Il secondo orientamento è quello a cui aderisce la sentenza n. 5827/2013 della Cassazione cui facciamo riferimento in questo articolo. Il concetto di “esercizio della professione” deve essere interpretato tenendo conto dell’evoluzione subita che ha comportato per la professione di ingegnere “l’assunzione di connotazioni ben più ampie e di applicazioni diversificate rispetto a quelle originariamente previste”.
Nel concetto di “esercizio della professione” di ingegnere “deve ritenervisi ricompreso, oltre all’espletamento delle prestazioni tipicamente professionali (ossia delle attività riservate agli iscritti negli appositi albi), anche l’esercizio di attività che, pur non professionalmente tipiche, presentino, tuttavia un ‘nesso’ con l’attività professionale strettamente intesa, in quanto richiedono le stesse competenze tecniche di cui il professionista ordinariamente si avvale nell’esercizio dell’attività professionale”.
L’obbligo contributivo a Inarcassa è escluso “solamente nel caso in cui non sia, in concreto, ravvisabile una connessione tra l’attività svolta e le conoscenze tipiche del professionista, in linea con quanto suggerito dalla Corte Costituzionale con la sentenza n. 402 del 1991 (resa a proposito del contributo integrativo dovuto dagli avvocati e procuratori)”.
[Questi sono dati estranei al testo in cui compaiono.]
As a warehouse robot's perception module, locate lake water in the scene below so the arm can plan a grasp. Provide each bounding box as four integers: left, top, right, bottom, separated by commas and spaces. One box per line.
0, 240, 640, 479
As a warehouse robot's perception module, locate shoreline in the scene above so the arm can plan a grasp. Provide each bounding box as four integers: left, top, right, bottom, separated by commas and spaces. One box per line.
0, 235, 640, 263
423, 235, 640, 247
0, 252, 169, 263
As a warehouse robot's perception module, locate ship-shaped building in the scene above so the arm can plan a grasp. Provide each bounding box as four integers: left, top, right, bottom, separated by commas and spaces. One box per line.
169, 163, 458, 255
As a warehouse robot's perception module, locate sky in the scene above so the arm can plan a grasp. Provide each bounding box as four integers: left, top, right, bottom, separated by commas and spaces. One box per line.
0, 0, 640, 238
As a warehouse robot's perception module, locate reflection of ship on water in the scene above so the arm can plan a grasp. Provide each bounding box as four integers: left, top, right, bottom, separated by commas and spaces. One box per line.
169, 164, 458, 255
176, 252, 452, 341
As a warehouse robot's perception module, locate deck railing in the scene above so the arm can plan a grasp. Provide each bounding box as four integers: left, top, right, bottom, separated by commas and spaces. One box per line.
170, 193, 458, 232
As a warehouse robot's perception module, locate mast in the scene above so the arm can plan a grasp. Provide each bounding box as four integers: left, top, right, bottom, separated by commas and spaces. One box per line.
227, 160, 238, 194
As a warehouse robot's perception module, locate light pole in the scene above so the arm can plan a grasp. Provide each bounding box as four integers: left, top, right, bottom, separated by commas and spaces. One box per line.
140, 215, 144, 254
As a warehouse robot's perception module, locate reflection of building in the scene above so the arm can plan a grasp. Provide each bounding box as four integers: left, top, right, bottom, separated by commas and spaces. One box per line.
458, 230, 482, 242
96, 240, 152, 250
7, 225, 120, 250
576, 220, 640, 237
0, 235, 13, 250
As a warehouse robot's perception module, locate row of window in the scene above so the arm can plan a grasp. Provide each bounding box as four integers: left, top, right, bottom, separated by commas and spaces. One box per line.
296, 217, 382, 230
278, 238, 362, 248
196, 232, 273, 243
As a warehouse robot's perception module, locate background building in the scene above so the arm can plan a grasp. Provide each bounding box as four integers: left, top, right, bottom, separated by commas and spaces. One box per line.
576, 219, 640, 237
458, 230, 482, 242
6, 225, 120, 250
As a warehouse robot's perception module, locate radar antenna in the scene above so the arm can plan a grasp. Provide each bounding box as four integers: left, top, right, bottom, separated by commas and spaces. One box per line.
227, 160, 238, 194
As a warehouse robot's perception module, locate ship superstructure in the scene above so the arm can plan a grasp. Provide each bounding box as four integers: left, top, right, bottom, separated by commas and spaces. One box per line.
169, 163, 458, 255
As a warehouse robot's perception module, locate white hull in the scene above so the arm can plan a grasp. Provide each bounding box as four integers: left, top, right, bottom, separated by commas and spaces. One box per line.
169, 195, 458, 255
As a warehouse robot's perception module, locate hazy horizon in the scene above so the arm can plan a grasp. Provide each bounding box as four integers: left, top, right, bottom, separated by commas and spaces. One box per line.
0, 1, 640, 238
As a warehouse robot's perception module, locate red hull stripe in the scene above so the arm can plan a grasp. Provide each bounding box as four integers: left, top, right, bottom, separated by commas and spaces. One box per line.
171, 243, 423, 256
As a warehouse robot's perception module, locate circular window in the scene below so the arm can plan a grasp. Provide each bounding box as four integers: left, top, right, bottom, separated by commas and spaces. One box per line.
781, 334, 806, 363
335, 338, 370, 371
La Consulta ha dichiarato che il prelievo contributivo “è collegato all’esercizio professionale e che per tale deve intendersi anche la prestazione di attività riconducibili, per loro intrinseca connessione, ai contenuti dell’attività propria della libera professione, vale a dire le prestazioni contigue, per ragioni di affinità, a quelle libero professionali in senso stretto, rimanendone escluse solamente quelle che con queste non hanno nulla in comune”.